Hike Distance: 8.01 miles
Trails: Appalachian (White), Rattlesnake Swamp (Orange)
Mountains: Catfish Mountain
It was supposed to rain later in the day, I was prepared for it. It didn’t. I wish it did. It was oppressively hot and humid. Heat and humidity lead to bad decision making, and I got greedy for miles.
Note: I parked here, a pullout on Millbrook Road. This was not the easiest to find, and bear in mind (with Verizon) there is very little cell service in this area. That’s kind of my point, I want to get away from civilization, but this was the first time that I had NO service. There are a couple of pullouts on Millbrook Road, however, only the pullout for the Catfish Fire Tower has a gate (that I saw.) If the pullout looks like the picture at the top, you’ll know you are at the coordinates I’ve linked to. Google Maps in Satellite view shows the pullout, and some overflow pullouts. (Don’t rely on your phone to look at the maps when driving around.) I was the second car at the trailhead, the first left as I was getting ready; and when I returned, there were two others.
This hike was classified Bon Jovi, it was Slippery When Wet. Rain happened in early morning, and all rocks were extra slippery. Fortunately there were no scrambles; there were plenty of steep sections, and it’s the AT, there are plenty of rocks. I slipped more on this hike then ever before – I thanked my trekking poles and vowed to offer a sacrifice later.
From the pullout, walk down the woods road. You’ll come to where the Appalachian Trail goes left (and to the tower.) I continued a little further to reach the Rattlesnake Swamp Trail.

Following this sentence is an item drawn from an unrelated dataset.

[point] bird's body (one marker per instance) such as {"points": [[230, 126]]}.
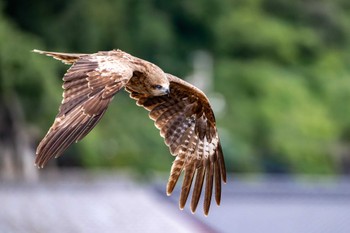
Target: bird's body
{"points": [[181, 112]]}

This is a great trail that skirts the edge of Rattlesnake Swamp. The swamp will be on your right, the ridge that the AT follows will be on your left. This trail is mostly dirt and roots, with some rocks. Mountain Laurel was out, and there are a significant number of Rhododendron tunnels. It will be another month for those blooms though.
Lots of Mountain Laurel in bloom.
The moist ground made for a lot of mushrooms, these were hard to photograph due to the humidity.
While walking along, I startled this guy and he dove under a leaf.
Look in the center of this picture for yet another frog.
Before ascending the ridge to the Appalachian Trail, I took a little spur trail to the AMC Mohican Outdoor Center, a camping spot on the AT for through-hikers. This looked pretty cool, and I wanted to cut through to see Catfish Pond up close, but there was a group of people in a class by the pond access. I regret not getting a picture of the pond, it looked like a really nice spot. The spur trail was all boards.
From there it was back to the Rattlesnake Swamp trail and a big climb to get up on the ridge.
As I got near the top, I thought I saw a limited viewpoint.
20 Feet further down the trail:
Amazing views. Fortunately it was a great day for views. I’m not sure how I would feel with snow and ice at this location as it was a sheer drop off at the cliff’s edge.
It’s also here where I got greedy for miles. The sensible thing to do would have been to make a left and head to the fire tower and my car for a nice loop. However, I made a right and headed for Catfish Pond Gap along the Appalachian Trail. This was a nice walk, except I had to descend into the gap. That also meant, I had to climb back up to head back to the junction on the AT. Brutal.
In the gap there was a nice stream to sit by, which was cool and shady – and it allowed me contemplate my last decision. There were plenty of cars here, and I passed numerous people as I was descending; many of whom I caught up with on my way back.
Getting back up on the ridge was murder in the heat and humidity. Once up on the ridge, it’s a pleasant walk. There are some great views to your right as you head to the fire tower. It’s easy to get lost in your thoughts as the walk it relatively flat. Yes, there are plenty of rocks, but it’s the AT, and that comes with the territory.
On one such rock (which by this time had dried out) I went to step, heard a loud hiss, and used a pole to vault off the rock.
Not a rattler, and the jury is out on if it was a Copperhead. The colors are right, but the markings are not. I took a bunch of pictures, but let him be. And I was certainly more aware of the rocks.
Eventually, I reached the Catfish Fire Tower. Again, I didn’t climb. There was a group of 8 or so that were at the picnic table – they all climbed. And with some hilarity as well.
That’s 60 feet tall. Supposedly, the views are awesome from the top. I’ll take everyone’s word for it.
I’m really enjoying the various sections of the AT that I’ve been hiking. Rattlesnake Swamp is a great trail that is quite different from the AT. I saw a couple of big groups of people, but for the most part it was quiet and empty. This is definitely an area worth checking out even if it is pretty remote.